Intermediate tensors in NeMo

jhh3 · June 24, 2020, 12:22pm

Hi,
I’m looking at QuartzNet in NeMo and trying to probe some of the internal tensors. I see that I can use evaluated_tensors = neural_factory.infer(tensors=[a,b,c]) to run inference and return the evaulations of a,b,c, but I can’t figure out how to get a list of the intermediate activation tensors, or to get a pointer to one. I’m looking for a method of either the neural_factory or the individual models (like jasper_encoder) that would return a list of tensors that I can pass to infer(). Any ideas?
Thanks
Edit: I know infer() and the neural_factory object are NeMo, so maybe out of scope for this board, but the underlying model is based on a PyTorch module, so I’m hoping a general PyTorch method for getting internal activations will be useful here. Here’s the inheritance tree for that encoder model.

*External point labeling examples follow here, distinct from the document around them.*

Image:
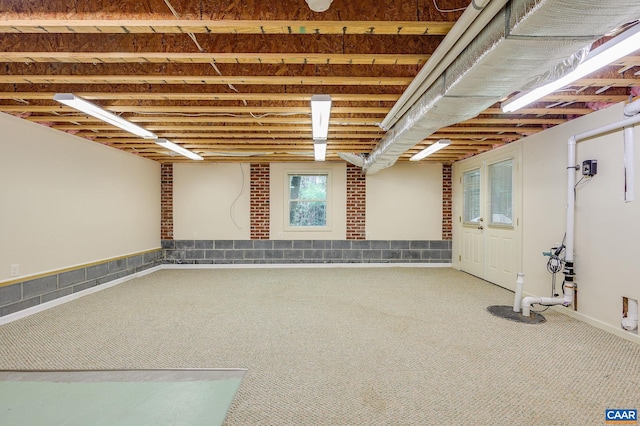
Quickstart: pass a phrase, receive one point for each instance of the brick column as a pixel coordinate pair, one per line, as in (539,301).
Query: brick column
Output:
(259,210)
(166,201)
(446,202)
(356,203)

[nemo.collections.asr.jasper.JasperEncoder,
 nemo.backends.pytorch.nm.TrainableNM,
 nemo.core.neural_modules.NeuralModule,
 abc.ABC,
 torch.nn.modules.module.Module,
 object]

ptrblck · June 25, 2020, 5:03am

For a general PyTorch model you could use forward hooks to get the intermediate activations as described here. Since NeMo seems to be using a PyTorch model internally, you would have to access its layers to register the hooks.

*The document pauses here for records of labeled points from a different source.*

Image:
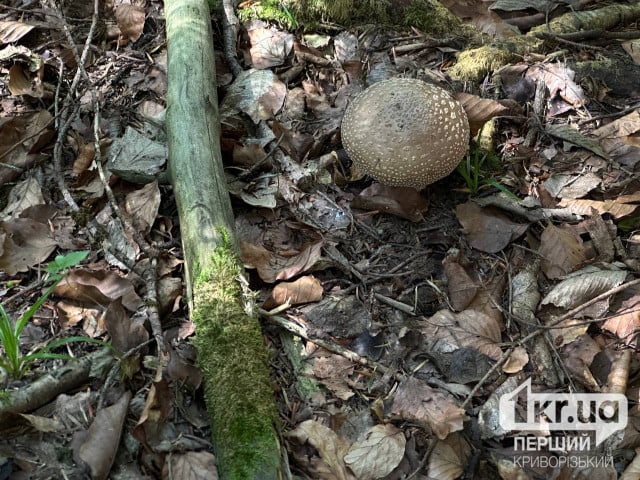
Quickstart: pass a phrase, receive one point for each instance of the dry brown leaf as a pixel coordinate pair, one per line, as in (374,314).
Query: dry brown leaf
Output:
(562,251)
(21,138)
(12,31)
(516,361)
(98,288)
(625,323)
(126,334)
(272,267)
(24,243)
(487,229)
(479,110)
(190,466)
(130,20)
(22,196)
(469,328)
(98,451)
(416,402)
(632,472)
(334,372)
(577,356)
(404,202)
(558,78)
(331,447)
(23,81)
(449,457)
(269,47)
(378,454)
(305,289)
(461,288)
(615,207)
(143,205)
(582,286)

jhh3 · June 25, 2020, 8:00pm

Thanks ptrblck! That worked. It takes a little poking around to figure out the class structure, but not too much. For example, using your example, I was able to use your example and this line:
encoder.encoder[1].mconv[0].conv.register_forward_hook(get_activation('B1(a).mconv.1D'))
to capture the output of the 1D convolution in the first block of a QuartzNet encoder model.
Again, thanks for the help.

jhh3 · July 1, 2020, 11:10am

After messing with this for a while, I wanted to add one caveat that I encountered. Some layers objects, like ReLU, are re-used throughout the network. I guess it’s any layer without parameters, but I’m not sure. The result is that if you put a hook on a ReLU layer, like encoder.encoder[1].mout[0].register_forward_hook(get_activation('B1.mout.relu')) in QuartzNet, it gets called for every ReLU in the whole model, not just the one you wanted. So the final result in the dictionary is actually the ReLU output for the final model output, not the ReLU output associated with the layer where you registered the hook.